Designed to maximise grip on the roads in colder weather, winter tyres help motorists make sure they can stop safely on ice-covered roads and don’t lose control in the snow. They are also more resistant to wear and tear than summer tyres, so if you’re only using them on your car in the winter months they should last longer and will help to preserve the life of your summer tyres too.
Winter tyres are different to summer tyres in the fact that they are made of a slightly different compound. Summer tyres are perfect for warmer temperatures, but as soon as the thermometer reads below 7 degrees celsius, the tyre begins to harden and grip is lost. Winter tyres are made using a higher percentage of natural rubber and other compounds, designed to mitigate the hardening of the tyre and thus providing additional grip.

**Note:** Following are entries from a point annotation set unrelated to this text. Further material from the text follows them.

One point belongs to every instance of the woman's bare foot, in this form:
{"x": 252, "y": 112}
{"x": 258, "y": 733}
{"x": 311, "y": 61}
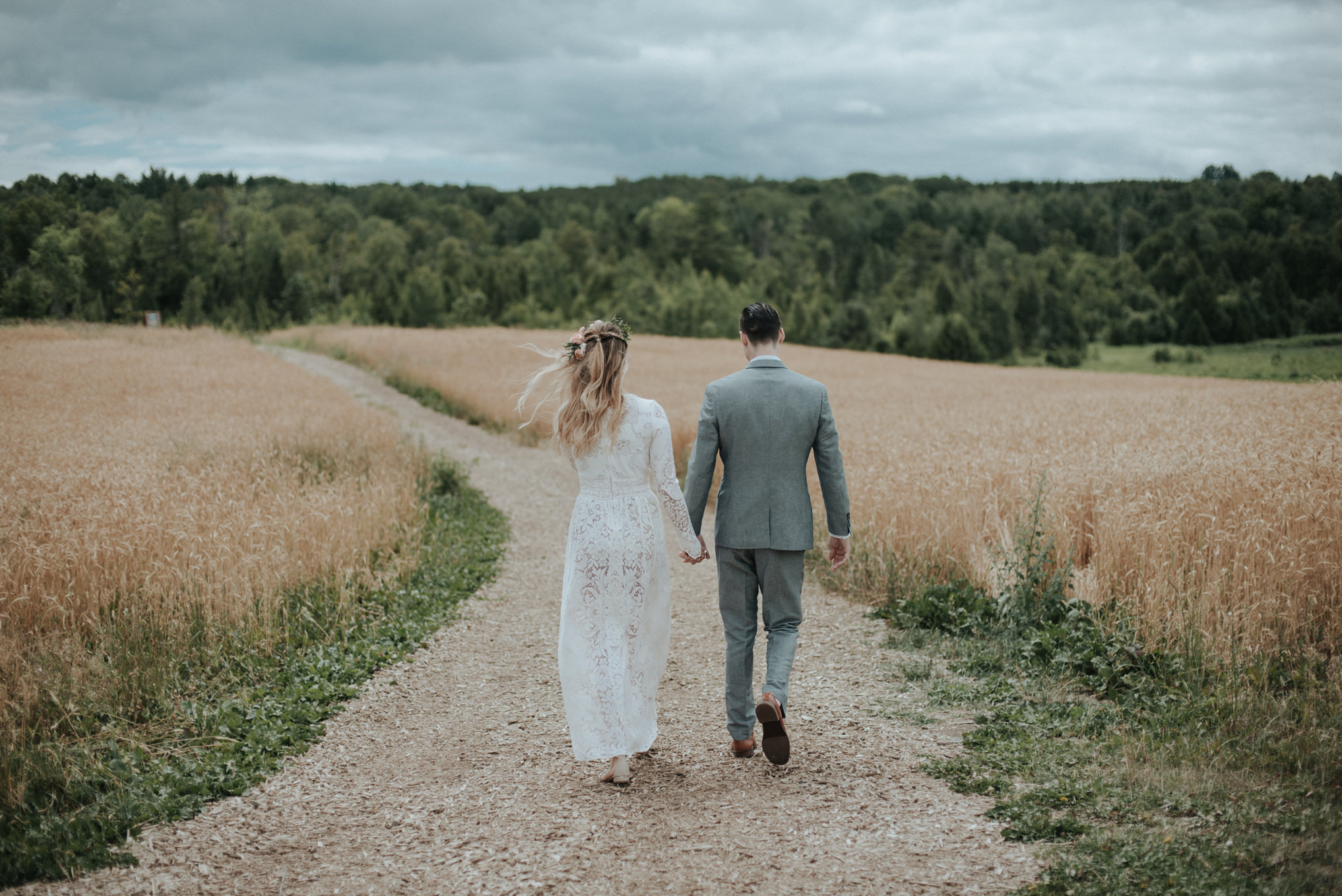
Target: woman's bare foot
{"x": 618, "y": 773}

According to an article on the National Franchised Dealer Association’s website, trusteddealers.co.uk, most car manufacturers recommend putting winter tyres onto your vehicle when the temperature falls below a sustained 7 degrees centigrade as mentioned, so around November/December is usually a good time to start thinking about buying them if you don’t own any already.
If you live somewhere that’s particularly prone to cold weather in winter, or in the countryside where the roads are harder to drive on in wintery conditions, a good set of winter tyres could make all the difference between getting stuck and getting home safely.
Most rear-wheel drive car owners should consider switching to winter tyres. If your car has front-wheel drive, you’ll have more grip in slippery conditions. However, if your car has rear-wheel drive, you won’t have the advantage of the engine weight which means you could struggle climbing steep hills in icy weather.
The article also notes that winter tyres don’t cost more than summer tyres. For example, a small family car may cost around £200 to kit out with winter tyres, depending on the tyre manufacturer and professional fitting costs.